SEEHAUSEN: Nachdem es im November zu neuen Einschränkungen gekommen ist, bewegt sich die Stimmung schon auf einer vorbeugenden und realistischen Ebene. Das liegt natürlich auch an der Entwicklung der Infektionszahlen. Hinzu kommt eine Wartehaltung, in der man nicht weiß, wann es wieder los geht. Man versucht, untereinander die Kontakte aufrecht zu erhalten, was aber deutlich aufwändiger ist. Diese Gemengelage zeigt schon die Grenzen der Belastbarkeit des Systems Sportverein und Ehrenamt auf. Andererseits wollen wir uns natürlich den Herausforderungen einer verantwortungsvollen Öffnung stellen und sind vorbereitet. Große Ereignisse haben wir bereits umgeplant: Unsere Festwoche zum 75-jährigen Bestehen haben wir von 2020 auf das folgende Jahr verschoben und bereiten diese natürlich mit einem eigenen Hygienekonzept vor. Entsprechend können wir auch auf anderen Feldern agieren.

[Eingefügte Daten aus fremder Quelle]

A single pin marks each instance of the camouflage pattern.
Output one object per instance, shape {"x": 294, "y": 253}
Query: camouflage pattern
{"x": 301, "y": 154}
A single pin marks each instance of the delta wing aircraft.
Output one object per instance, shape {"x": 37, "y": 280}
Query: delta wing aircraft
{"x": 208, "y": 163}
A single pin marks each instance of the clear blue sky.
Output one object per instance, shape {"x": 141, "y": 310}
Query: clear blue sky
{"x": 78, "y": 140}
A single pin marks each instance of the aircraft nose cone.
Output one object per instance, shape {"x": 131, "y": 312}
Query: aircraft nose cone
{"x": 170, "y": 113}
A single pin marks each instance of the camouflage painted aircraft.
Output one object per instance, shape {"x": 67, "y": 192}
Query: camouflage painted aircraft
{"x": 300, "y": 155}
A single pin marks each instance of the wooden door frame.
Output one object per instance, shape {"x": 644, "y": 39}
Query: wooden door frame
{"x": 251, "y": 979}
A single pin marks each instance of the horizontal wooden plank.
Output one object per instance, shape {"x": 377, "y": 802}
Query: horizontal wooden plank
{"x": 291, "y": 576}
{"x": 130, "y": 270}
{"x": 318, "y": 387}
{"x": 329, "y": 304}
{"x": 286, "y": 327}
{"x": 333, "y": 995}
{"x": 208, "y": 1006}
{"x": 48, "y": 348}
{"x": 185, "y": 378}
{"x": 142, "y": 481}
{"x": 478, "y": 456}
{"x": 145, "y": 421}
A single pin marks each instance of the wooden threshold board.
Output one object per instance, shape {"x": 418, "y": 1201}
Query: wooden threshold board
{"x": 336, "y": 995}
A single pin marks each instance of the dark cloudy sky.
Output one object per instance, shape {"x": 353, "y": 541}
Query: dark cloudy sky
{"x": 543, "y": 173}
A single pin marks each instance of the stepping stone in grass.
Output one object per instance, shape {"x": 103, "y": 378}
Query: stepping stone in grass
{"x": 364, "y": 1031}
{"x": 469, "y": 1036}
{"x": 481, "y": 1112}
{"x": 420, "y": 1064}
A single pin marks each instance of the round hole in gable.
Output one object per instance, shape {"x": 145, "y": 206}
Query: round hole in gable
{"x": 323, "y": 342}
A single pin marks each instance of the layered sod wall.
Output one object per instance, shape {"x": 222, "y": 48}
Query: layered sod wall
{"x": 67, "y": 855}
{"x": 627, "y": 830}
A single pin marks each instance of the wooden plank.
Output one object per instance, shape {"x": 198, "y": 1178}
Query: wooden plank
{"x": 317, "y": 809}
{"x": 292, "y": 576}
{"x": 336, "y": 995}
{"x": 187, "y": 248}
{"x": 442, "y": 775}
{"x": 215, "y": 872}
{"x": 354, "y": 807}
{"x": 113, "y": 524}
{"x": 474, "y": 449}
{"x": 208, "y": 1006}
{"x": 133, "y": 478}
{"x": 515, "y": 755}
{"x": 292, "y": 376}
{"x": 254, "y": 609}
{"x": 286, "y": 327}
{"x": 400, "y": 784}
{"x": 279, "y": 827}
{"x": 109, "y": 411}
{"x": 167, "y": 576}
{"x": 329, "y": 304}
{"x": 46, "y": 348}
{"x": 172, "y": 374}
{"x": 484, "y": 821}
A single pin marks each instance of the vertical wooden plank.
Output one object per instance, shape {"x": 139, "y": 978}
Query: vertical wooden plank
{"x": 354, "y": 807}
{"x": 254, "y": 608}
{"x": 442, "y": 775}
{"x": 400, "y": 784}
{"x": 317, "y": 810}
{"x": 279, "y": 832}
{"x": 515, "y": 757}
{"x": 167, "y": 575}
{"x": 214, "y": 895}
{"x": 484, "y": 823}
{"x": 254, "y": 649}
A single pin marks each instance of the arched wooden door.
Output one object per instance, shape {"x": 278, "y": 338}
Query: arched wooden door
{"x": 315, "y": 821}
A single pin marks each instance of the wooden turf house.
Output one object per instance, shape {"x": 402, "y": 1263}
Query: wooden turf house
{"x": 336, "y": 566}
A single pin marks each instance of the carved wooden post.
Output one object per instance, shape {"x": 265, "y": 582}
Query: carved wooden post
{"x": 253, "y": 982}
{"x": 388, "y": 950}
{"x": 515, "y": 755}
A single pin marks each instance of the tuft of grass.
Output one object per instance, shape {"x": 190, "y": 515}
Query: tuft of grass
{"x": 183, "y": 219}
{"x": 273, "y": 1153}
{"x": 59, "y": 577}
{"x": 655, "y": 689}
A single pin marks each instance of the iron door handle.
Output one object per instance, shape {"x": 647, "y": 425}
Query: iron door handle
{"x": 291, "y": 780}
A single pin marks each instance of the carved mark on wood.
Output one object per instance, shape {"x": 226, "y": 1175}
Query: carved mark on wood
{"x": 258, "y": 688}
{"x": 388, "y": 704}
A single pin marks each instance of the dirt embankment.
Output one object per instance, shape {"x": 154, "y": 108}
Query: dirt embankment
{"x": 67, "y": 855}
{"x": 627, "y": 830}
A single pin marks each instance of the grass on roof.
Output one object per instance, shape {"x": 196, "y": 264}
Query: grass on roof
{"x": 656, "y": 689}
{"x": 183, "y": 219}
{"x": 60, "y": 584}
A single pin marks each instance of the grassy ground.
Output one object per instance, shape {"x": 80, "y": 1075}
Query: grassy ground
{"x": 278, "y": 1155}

Wie haben Sie die Zusammenarbeit mit der Stadt und anderen staatlichen Stellen in der Vergangenheit erlebt?
SEEHAUSEN: Unsere sozialen Projekte haben in der Vergangenheit mehr Geld gekostet als erwartet. Das liegt daran, dass alles mit mehr personellen und organisatorischen Aufwand verbunden ist. Wir mussten das Pensum an Trainerstunden, Kochleistungen und der Reinigungskräfte erhöhen. Hierfür kam eine rasche und unbürokratische Unterstützung von den Ministerien des Landes, dem Sportamt und Gesundheitsamt sowie verschiedenen Stiftungen. Unsere Erwartungen sind positiv erfüllt worden.
Kritisch muss ich allerdings anmerken, dass für die Zukunft in Frankfurt eine dezernatsübergreifende Diskussion und Perspektiven sowie Strategie zu entwickeln ist. Die Ämter denken zu sehr in ihren Zuständigkeiten. Insgesamt wünsche ich mir von allen – auch vom Land – dass wir mehr als kommunaler Bildungspartner auf Augenhöhe wahrgenommen werden. Denn ohne uns ist die gesellschaftliche Aufgabe, Gesundheit als ein Zustand von körperlichem, seelischem und sozialem Wohlbefinden von Kindern und Jugendlichen nicht leistbar.
LAMJAHED: Die Informationen kamen schon teilweise spät. Aber ich will das nicht als Vorwurf verstanden wissen, denn dort war man sicherlich auch von anderen abhängig. Schwierig finde ich, dass manches sehr pauschal und undifferenziert geregelt wurde. Warum hat man den Trainingsbetrieb unter Einhaltung von Abstandsregeln nicht weiter zugelassen und nur den Spielbetrieb untersagt? Auch hätte man mehr Rücksicht auf die Kinder- und Jugendarbeit nehmen können. Es ist schon etwas anderes, ob ich einer Erwachsenenmannschaft - die sich übrigens auch leichter selber anleiten kann - oder einer F-Jugend mit altersüblichem Bewegungsdrang das Training verbiete. Hier hätte ich mir mehr Differenzierung gewünscht - auch um Betreuung für die zu ermöglichen, die sie am meisten brauchen.